De las muchas cosas que me gustaría tener en mi casa, supongo que llena de cosas igualmente inservibles amontonadas sobre ella, sería una cámara Repromaster.

Antes de la aparición de los dispositivos digitales, la fotografía y la reproducción fotográfica se basaba en la luz y el papel sensible a ésta: tecnología analógica.

Focos, manivelas para ampliar y enfocar, y transparencias para pasar a trama capaz de reproducir los grises en la impresión a una sola tinta… suena a replicante rubio de ojos azules, tirado en una azotea y muriendo bajo una tormenta barruntando sobre lejanas galaxias.

Tus lentes, tus tramas, el proceso de positivado, me vienen a la memoria a causa de este papel amarillento que salta del interior de un libro (algunos no terminaron en aquel contener).
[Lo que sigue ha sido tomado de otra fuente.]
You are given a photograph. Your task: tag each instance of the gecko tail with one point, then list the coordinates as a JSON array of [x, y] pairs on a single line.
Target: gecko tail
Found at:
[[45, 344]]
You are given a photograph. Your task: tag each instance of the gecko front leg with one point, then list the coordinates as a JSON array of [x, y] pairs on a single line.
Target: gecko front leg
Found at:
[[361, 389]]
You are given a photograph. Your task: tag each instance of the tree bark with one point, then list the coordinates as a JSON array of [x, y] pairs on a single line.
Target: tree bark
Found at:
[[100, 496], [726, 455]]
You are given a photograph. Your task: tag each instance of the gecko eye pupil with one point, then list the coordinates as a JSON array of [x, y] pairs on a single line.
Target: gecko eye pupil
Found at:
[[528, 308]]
Es la publicidad de un coche. Doy la vuelta al papel y, sobre un fondo con el logo de Agfa repetido a manera de marca de agua contínua, una rotulación en tinta negra que alguien escribió de forma poco cuidadosa en aquel desaparecido diario de provincias, en la que se puede leer: Publicidad. pág. 13.

Hubo un tiempo en que las Repromaster eran ansiadas por jóvenes como yo. Máquinas que hoy son, en el mejor de los casos, chatarra. La chatarra se acumula en la memoria de viejos profesionales que hemos visto cosas, que se perderán en el tiempo, sin tener que viajar a galaxias más allá de Orión.